何を思ったのか、聖はそのまま祐巳の指を自分の口にくわえてしまった。
「ひゃぁっ!!」
思わず声を上げる祐巳。
「ぅあっ」
「――っ!」
乃梨子は少し変な声を出してしまい、志摩子は息を飲んだ。
祐巳は名前を呼ぼうと口を開きかける。
「せ、い…んっ!んん」
だが聖は指を離したかと思うと祐巳に話す隙を与えずに深く口付けた。
(う、うそぉ……)
目の前の光景に乃梨子は耳まで真っ赤になりながら釘づけになっている。
(祐巳さまと聖さまがキスしてるっ!しかもしかも舌がっ!舌が入って……)
しばらく抵抗していた祐巳だったが、徐々に力が抜けていくらしく今は素直に聖を受け入れている。
「んんんっ…ふ、はぁっ」
長い口付けを終えて息が上がってる祐巳を聖は抱き締めた。
(はぁ…やっと終わった。
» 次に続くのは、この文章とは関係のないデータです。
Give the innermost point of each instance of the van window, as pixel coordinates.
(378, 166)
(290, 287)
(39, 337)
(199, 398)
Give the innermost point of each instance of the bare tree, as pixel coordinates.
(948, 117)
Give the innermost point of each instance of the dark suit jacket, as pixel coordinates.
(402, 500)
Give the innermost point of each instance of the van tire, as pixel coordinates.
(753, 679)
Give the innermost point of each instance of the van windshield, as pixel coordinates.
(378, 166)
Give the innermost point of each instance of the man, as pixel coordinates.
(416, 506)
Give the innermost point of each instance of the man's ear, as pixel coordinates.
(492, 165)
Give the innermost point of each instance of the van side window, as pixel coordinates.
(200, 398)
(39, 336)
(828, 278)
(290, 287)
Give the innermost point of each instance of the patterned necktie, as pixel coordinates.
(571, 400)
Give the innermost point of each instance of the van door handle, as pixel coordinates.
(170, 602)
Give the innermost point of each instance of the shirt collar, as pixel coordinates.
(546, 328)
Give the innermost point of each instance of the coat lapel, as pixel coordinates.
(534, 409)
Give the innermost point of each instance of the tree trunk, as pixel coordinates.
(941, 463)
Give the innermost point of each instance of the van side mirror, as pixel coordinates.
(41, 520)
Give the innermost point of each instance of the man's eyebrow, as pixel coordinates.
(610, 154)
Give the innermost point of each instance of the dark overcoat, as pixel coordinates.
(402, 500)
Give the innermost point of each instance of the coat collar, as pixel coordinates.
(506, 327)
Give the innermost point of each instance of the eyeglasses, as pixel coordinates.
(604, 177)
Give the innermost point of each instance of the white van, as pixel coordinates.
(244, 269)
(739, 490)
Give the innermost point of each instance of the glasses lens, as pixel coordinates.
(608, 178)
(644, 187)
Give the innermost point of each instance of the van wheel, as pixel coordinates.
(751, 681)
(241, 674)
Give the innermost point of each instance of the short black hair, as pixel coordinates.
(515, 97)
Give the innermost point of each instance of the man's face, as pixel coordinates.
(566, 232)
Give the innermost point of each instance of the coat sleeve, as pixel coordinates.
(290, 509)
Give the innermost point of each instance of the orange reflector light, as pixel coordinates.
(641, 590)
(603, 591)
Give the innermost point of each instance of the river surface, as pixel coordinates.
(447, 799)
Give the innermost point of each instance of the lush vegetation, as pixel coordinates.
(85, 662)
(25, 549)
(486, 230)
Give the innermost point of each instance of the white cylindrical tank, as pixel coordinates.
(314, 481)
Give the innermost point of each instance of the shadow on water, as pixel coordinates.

それにしても。祐巳さまスゴいなぁ…大人すぎだよぉ)
乃梨子がホッとしたのも束の間。二人は見つめ合って…また口付けを交わしだした。
・
・
「…ちょっと…入って行ける、雰囲気じゃ…ないわよ…ね」
志摩子の途切れがちの声に、また二人に見入っていた乃梨子はハッと我に返る。
「あ、うん…そうだね」
そう言って志摩子の顔を見ると頬も耳までも、さっきの比ではないくらいに赤く染まっていた。
「んん…ふっ……あっ…んぅ」
(…これは!マズイっ…)
祐巳の声に、甘くそれでいて艶やかな響きが混ざり始めたのに気付いた乃梨子は慌てて志摩子の手を引いて連れ出す。もちろん音を立てないようにして。
「え?ちょっ…乃梨子?」
「静かに!」
◆◆◆
そのまま銀杏並木まで歩いてきた二人は一本だけの桜の前でどちらからともなく歩みを止める。
「お姉さま…凄くいい笑顔だったわ」
「そうだね」
「祐巳さんが本当に大切なのね」
「…淋しい?」
(何聞いてるんだろ…肯定されたら私がショックなだけなのに)
それでも乃梨子は淋しいかと問わずにはいられなかった。
「そうね…以前の私だったら淋しかったでしょうね。でも今はあなたが…私の側にいてくれるから」
「志摩子…さん」
暫く二人とも黙って桜の木に寄り掛かっていたのだが志摩子が唐突に言葉を紡ぐ。
「乃梨子も……したい?」
「なっ!!」
乃梨子は驚愕して言葉も出ない。
(キスを!?そりゃ…志摩子さんとキスしたいけど、でも!でもぉ!!)
一人パニックになっていた乃梨子に志摩子が告げた。
「チョコレートフォンデュ」
「チョコレートフォン……へっ?」
どうやらキスのことを言っていた訳ではないらしい。
(そっちかよぉー)
「乃梨子?」
「え?あ、うん。したいな、チョコレートフォンデュ…」
乃梨子は少しぼーっとしながら答えてしまった。
「じゃあ…今から材料を買いに行って、うちでしましょうか」
志摩子の言葉に心が暖かくなるのを感じた。
差し出された手に乃梨子も手を重ねる。
(この手を離したくない)
その想いを乃梨子は言葉に乗せて言った。
「ずっと志摩子さんの側にいるからね」
「ええ。私も…ずっとあなたの側にいるわ」
志摩子は春の穏やかな日差しのような笑顔を乃梨子に向けたのだった。